Even-keeled, Trev lets
Jenny, ever the server,
Help Trev perfect rest.

She feeds Trev the weed.
Pesky stress levels recede
Serene Lethe seen.

Elves, sweet elves he sees,
Breezy trees teem, green-sheened,
The sphere seems serene.

Nepenthe he seeks -
Jen's gentle neck nestles cheek -
Then:  Shhh! Trev, meet sleep.

Jen pets Trev's tresses,
Wryly, even tenderly,
Then wrecks the jelly.

Tuesday, 25 January 2011

A Letter From Dave

I joined the Tory Party when I became a comedian. One, to know your enemy and two, because the idea of me as a Tory is the funniest fucking joke in the world. Imagine my suprise when I recieved the letter below:

 

Saturday, 15 January 2011

The Politics of Apology

They say that ‘sorry’ is a Viking word,
Thus one King Alfred just never heard.
He didn’t say ‘sorry’ for all his mistakes,
Like funding the church, or burning those cakes.
It wasn’t a part of his lexicon –
He’d never have used it when he did wrong.
But Alfred was King, he had great dominion –
He couldn’t care less ‘bout public opinion:
No elections to win, no voters to woo,
No mindless minorities desperate to sue,
(He did have to deal with a deluge of Danes,
Riding and raiding across his domains,
Making his people fear lots, and dread more,
In flagrant breach of the Treaty of Wedmore).

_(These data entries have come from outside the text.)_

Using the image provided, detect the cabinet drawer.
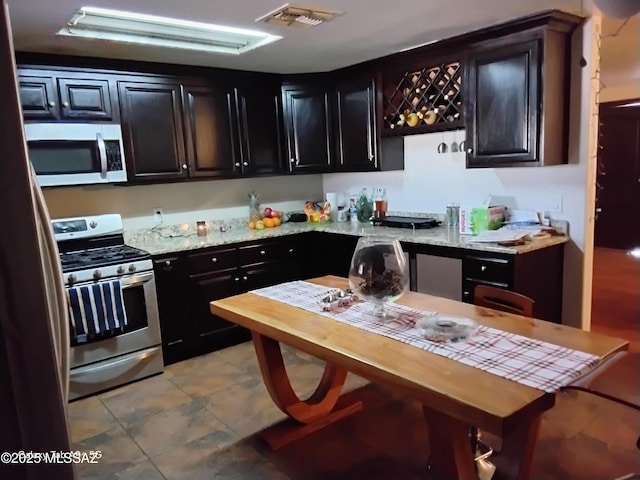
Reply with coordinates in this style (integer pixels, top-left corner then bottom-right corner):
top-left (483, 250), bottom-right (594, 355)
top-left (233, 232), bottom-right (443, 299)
top-left (187, 248), bottom-right (238, 273)
top-left (238, 241), bottom-right (286, 265)
top-left (462, 257), bottom-right (513, 285)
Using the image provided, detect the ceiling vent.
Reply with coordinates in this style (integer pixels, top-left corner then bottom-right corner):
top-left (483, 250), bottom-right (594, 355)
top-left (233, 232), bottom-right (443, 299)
top-left (256, 3), bottom-right (344, 27)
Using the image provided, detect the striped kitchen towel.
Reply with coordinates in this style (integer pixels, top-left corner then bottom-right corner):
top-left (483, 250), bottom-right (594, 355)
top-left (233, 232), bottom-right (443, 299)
top-left (67, 280), bottom-right (127, 343)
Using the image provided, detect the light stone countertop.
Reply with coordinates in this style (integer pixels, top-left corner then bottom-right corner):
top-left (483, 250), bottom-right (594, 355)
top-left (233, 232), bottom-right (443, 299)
top-left (125, 222), bottom-right (569, 255)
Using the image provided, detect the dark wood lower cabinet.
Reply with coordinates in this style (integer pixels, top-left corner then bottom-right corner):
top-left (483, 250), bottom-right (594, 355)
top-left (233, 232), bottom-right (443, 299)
top-left (153, 232), bottom-right (564, 365)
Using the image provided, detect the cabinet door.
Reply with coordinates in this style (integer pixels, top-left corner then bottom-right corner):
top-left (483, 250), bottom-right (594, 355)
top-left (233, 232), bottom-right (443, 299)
top-left (18, 75), bottom-right (58, 120)
top-left (284, 87), bottom-right (332, 173)
top-left (336, 80), bottom-right (377, 171)
top-left (183, 86), bottom-right (241, 177)
top-left (189, 268), bottom-right (243, 344)
top-left (465, 40), bottom-right (540, 167)
top-left (235, 85), bottom-right (283, 175)
top-left (58, 78), bottom-right (113, 120)
top-left (153, 256), bottom-right (193, 365)
top-left (118, 82), bottom-right (187, 181)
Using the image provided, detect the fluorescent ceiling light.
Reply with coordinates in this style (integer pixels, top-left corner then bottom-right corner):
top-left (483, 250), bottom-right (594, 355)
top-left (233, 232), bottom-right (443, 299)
top-left (58, 7), bottom-right (282, 55)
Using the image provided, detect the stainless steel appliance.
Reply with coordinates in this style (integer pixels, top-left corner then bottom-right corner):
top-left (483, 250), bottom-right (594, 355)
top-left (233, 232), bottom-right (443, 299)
top-left (52, 214), bottom-right (163, 400)
top-left (0, 0), bottom-right (75, 480)
top-left (24, 123), bottom-right (127, 187)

But that’s another story, you’d prob’ly get bored
If I told all I know about the Great Pagan Horde.
Instead, let’s just stop for a second and see
If Alfred the Great were a modern MP
Would he be Labour? Would he be Tory?
Maybe Lib Dem and keep changing his story?
What if he got in a terrible scrape
By making a comment that got caught on tape?
He forgets all about his microphone –
An easy mistake for an Anglo- Sax-one.
(Before judging that rhyme, just you be wary - 
I bet none of you have seen a Saxon diction-ary)
By speaking his mind, he causes a stir,
A newspaper frenzy starts to occur.
He’s going to be subject to trial by media,
A bit like that bloke who runs Wikipedia.
Before poor old Alfred’s had time to inhale,
He’s attracted the wrath of the Daily Mail,
Who deem that his comments are deeply offensive,
Throwing his party on the defensive,
Since speaking one’s mind is just unacceptable,
Especially if one’s trying to appear quite electable.


Would Alfred say ‘sorry’? Would he retract?
Say he was joking (though after the fact)?
Would he back down against opposition,
And build a new Abbey to show his contrition?
Or would he stand firm, despite all the grief,
Say it’s his job to hold a belief?
Say those who slavishly toe party lines
Are just empty mouthpieces, lacking in spines,
Who don’t seem to notice habitual hypocrisy,
Such is the state of modern democracy?
Given this dearth of decent debate,
I don’t think there’s room for Alfred the Great.
He’d prob’ly get sick of all of this faking,
Hide in a bog, and go back to baking.